The mixing of $D_{s1}(2460)$ and $D_{s1}(2536)$

TL;DR

This paper investigates the mixing mechanism of the axial-vector mesons $D_{s1}(2460)$ and $D_{s1}(2536)$ using intermediate hadron loops, constructing a unitarity-respecting propagator matrix to extract their masses, widths, and mixing angles.

Contribution

It introduces a novel two-state mixing model incorporating hadron loop effects and complex mixing matrices, providing new insights into the mixing angles and mass shifts of these mesons.

Findings

Identified two poles corresponding to the mesons with specific masses and widths.

Determined large mixing angles for both states, influenced by complex matrix elements.

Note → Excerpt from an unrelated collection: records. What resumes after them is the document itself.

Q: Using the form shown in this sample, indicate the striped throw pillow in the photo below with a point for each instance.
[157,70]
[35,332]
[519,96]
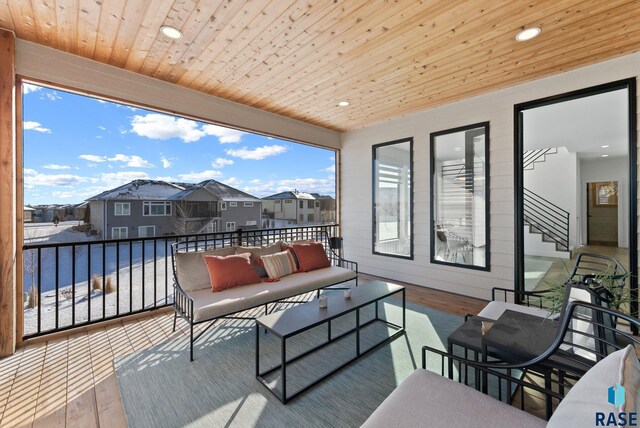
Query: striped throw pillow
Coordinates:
[279,264]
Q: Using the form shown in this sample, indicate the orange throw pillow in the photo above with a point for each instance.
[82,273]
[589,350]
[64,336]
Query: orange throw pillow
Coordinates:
[230,271]
[311,256]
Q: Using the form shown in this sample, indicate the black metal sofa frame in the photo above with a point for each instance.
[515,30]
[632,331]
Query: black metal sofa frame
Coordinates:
[183,304]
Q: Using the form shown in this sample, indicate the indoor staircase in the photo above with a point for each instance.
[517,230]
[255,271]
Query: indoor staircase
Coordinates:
[546,219]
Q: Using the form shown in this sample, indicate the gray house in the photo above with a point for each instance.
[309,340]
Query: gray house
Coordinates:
[145,208]
[292,208]
[211,206]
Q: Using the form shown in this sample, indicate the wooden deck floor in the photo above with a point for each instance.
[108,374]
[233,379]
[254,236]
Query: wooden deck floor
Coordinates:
[69,380]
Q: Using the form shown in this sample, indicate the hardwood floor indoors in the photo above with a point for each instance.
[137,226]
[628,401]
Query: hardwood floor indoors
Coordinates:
[69,380]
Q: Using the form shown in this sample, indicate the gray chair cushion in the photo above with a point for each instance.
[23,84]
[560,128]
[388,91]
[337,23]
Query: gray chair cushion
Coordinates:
[426,399]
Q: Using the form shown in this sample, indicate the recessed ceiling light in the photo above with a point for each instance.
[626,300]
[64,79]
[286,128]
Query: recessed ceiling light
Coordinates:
[171,32]
[528,34]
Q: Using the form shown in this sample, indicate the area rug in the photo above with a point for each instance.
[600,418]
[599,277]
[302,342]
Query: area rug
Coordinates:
[160,387]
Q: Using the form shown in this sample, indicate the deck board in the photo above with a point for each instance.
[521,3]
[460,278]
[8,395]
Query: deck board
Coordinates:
[70,380]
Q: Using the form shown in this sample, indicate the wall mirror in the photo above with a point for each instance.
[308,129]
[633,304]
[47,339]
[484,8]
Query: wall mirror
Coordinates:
[460,196]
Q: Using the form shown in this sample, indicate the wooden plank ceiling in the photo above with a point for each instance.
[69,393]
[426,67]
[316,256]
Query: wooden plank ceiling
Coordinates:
[300,58]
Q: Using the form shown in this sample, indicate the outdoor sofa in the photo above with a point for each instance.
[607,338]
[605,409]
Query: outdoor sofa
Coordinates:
[596,399]
[195,302]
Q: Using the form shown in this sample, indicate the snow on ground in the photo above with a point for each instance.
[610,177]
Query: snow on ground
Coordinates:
[131,271]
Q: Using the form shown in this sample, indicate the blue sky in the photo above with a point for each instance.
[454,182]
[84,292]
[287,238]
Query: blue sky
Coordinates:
[76,147]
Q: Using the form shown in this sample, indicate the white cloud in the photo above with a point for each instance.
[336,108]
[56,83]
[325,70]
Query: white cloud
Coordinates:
[55,166]
[133,161]
[200,176]
[28,88]
[115,179]
[309,185]
[258,153]
[166,163]
[35,126]
[163,127]
[34,178]
[225,135]
[221,163]
[93,158]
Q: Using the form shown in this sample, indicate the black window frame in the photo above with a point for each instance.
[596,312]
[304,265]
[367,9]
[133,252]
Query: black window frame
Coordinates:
[411,197]
[487,211]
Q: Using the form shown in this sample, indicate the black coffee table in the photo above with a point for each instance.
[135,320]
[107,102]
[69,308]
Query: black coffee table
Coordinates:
[293,321]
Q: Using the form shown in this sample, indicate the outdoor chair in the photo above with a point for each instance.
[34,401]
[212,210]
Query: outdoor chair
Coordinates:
[587,334]
[587,268]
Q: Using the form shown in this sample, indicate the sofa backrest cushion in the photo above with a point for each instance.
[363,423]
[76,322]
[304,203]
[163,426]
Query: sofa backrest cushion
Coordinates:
[230,271]
[589,395]
[279,264]
[311,256]
[191,270]
[257,252]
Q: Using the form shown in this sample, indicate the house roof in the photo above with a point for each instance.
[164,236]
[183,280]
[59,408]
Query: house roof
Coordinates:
[227,193]
[299,59]
[154,190]
[290,195]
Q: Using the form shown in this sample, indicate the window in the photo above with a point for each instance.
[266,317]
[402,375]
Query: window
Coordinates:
[156,208]
[122,208]
[146,231]
[393,198]
[459,196]
[119,233]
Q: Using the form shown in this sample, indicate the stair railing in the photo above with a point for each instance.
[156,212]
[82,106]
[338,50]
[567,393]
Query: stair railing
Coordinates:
[530,157]
[547,218]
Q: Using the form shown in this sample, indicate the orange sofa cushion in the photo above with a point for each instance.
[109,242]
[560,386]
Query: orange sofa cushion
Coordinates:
[230,271]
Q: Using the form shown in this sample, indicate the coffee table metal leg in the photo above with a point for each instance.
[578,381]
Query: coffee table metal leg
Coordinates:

Constrained mixing angles using recent BaBar experimental data.

Abstract

The mixing mechanism of axial-vectors $D_{s1}(2460)$ and $D_{s1}(2536)$ is studied via intermediate hadron loops, e.g. $D^* K$, to which both states have strong couplings. By constructing the two-state mixing propagator matrix that respects the unitarity constraint and calculating the vertex coupling form factors in a chiral quark model, we can extract the masses, widths and mixing angles of the physical states. Two poles can be identified in the propagator matrix. One is at $\sqrt{s}=2454.5 \ \textrm{MeV}$ corresponding to $D_{s1}(2460)$ and the other at $\sqrt{s}=(2544.9-1.0i) \ \textrm{MeV}$ corresponding to $D_{s1}(2536)$. For $D_{s1}(2460)$, a large mixing angle $\theta=47.5^\circ$ between ${}^3P_1$ and ${}^1P_1$ is obtained. It is driven by the real part of the mixing matrix element and corresponds to $\theta'=12.3^\circ$ between the $j=1/2$ and $j=3/2$ state mixing in the heavy quark limit. For $D_{s1}(2536)$, a mixing angle $\theta=39.7^\circ$ which corresponds to $\theta'=4.4^\circ$ in the heavy quark limit is found. An additional phase angle $\phi=-6.9^\circ \sim 6.9^\circ$ is needed at the pole mass of $D_{s1}(2536)$ since the mixing matrix elements are complex numbers. Both the real and imaginary part are found important for the large mixing angle. We show that the new experimental data from BaBar provide a strong constraint on the mixing angle at the mass of $D_{s1}(2536)$, from which two values can be extracted, i.e. $\theta_1=32.1^\circ$ or $\theta_2=38.4^\circ$. Our study agrees well with the latter one. Detailed analysis of the mass shift procedure due to the coupled channel effects is also presented.